Considering the everyday increase in popularity of uber and to enhance transparency, to improve user experience, to make better decision-making for both users and the company, it got crucial to build an app to optimize its pricing strategy.
The goal of this project is to develop a machine learning model that can accurately predict the fare of an Uber ride given specific input features such as the pickup and dropoff locations, time of day, and other relevant factors.
The details of the dataset can be found in the below metadata.
key - A unique identifier for each trip
fare_amount - The cost of each trip in usd
pickup_datetime - Date and time when the meter was engaged
passenger_count - The number of passengers in the vehicle (driver entered value)
pickup_longitude - The longitude where the meter was engaged
pickup_latitude - The latitude where the meter was engaged
dropoff_longitude - The longitude where the meter was disengaged
dropoff_latitude - The latitude where the meter was disengaged
The Gradient boosting regressor model and the random forest regressor model both worked well, however, GB has better result, I selected Gradient boosting regressor model.

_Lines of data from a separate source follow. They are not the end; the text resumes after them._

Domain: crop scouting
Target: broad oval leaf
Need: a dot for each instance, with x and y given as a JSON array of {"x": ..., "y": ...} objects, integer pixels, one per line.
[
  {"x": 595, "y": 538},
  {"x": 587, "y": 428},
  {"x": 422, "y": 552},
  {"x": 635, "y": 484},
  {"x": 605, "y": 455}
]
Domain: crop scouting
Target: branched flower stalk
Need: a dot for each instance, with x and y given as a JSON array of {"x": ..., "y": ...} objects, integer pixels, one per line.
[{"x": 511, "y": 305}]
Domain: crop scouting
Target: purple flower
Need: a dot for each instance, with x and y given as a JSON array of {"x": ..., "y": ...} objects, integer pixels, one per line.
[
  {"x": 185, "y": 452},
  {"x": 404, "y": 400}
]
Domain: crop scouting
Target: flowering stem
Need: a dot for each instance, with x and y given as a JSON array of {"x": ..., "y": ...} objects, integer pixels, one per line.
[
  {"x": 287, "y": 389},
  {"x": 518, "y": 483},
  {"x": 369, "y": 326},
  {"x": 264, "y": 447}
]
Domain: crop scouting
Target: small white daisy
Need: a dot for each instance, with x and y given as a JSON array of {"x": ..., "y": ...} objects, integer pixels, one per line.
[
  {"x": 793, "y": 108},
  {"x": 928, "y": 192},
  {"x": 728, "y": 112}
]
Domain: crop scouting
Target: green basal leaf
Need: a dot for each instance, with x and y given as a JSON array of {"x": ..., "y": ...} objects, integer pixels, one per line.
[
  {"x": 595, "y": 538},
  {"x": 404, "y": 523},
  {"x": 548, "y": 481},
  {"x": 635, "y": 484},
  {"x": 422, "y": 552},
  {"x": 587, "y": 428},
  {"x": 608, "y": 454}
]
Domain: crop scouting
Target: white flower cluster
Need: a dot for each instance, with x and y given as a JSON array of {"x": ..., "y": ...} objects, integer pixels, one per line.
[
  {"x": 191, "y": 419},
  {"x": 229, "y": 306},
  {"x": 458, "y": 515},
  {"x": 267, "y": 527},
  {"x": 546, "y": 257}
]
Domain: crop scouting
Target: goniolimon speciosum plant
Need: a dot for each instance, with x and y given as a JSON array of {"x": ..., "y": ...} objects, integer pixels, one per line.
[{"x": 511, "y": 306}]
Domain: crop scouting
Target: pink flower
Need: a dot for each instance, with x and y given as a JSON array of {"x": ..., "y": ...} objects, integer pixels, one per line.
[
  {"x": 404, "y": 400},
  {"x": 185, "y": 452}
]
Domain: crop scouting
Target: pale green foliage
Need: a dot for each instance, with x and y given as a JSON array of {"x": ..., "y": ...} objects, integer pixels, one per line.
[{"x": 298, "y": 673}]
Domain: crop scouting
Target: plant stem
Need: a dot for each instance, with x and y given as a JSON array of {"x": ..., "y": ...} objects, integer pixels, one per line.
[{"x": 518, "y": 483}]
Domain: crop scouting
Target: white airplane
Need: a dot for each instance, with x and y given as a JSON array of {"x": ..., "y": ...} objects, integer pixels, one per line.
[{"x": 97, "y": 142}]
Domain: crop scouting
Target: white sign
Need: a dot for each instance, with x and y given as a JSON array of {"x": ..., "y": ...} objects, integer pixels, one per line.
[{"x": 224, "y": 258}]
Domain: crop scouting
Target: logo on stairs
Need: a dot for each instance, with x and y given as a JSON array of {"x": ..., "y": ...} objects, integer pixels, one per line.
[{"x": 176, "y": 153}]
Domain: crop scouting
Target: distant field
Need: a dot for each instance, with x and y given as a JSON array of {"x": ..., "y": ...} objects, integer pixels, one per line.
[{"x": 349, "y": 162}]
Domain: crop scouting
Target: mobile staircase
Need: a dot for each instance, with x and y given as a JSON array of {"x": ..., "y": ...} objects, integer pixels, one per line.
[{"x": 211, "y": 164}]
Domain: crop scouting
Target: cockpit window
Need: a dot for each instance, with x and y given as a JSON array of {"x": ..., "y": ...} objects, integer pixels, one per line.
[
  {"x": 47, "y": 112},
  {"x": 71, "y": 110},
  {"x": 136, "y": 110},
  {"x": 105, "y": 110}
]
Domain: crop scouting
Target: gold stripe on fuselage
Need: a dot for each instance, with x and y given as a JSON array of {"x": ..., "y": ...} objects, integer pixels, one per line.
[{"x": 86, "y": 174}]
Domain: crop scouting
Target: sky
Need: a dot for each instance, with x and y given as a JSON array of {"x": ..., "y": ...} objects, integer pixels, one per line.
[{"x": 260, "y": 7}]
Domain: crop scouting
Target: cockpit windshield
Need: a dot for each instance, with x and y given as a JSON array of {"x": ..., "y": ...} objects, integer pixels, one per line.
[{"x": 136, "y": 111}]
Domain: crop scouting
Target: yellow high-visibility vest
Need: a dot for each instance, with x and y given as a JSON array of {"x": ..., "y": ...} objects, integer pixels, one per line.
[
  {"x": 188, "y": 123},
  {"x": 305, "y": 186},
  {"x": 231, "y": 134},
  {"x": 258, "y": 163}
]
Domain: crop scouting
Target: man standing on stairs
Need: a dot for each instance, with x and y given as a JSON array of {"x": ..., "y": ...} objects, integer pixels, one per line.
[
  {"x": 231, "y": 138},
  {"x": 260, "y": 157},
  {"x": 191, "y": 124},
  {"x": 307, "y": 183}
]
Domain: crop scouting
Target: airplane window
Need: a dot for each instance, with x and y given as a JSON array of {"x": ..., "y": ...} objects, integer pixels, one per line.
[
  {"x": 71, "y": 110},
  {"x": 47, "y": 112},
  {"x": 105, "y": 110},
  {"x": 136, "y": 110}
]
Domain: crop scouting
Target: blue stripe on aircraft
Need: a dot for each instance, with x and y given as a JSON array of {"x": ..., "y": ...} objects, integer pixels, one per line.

In conclusion, the Uber Fare Prediction project successfully demonstrates the application of machine learning to predict ride costs based on various factors such as distance, time, and location. By developing this model, we enhance transparency for users, allowing them to anticipate fare costs more accurately, which improves their overall experience. Additionally, the model provides valuable insights for Uber, enabling the company to manage demand more efficiently and optimize pricing strategies. This project lays the groundwork for future enhancements, such as integrating real-time data, expanding to other ride-sharing platforms, and developing personalized fare prediction models. Overall, the project not only benefits users by offering cost predictability but also supports Uber in maintaining a competitive edge in the dynamic ride-sharing market.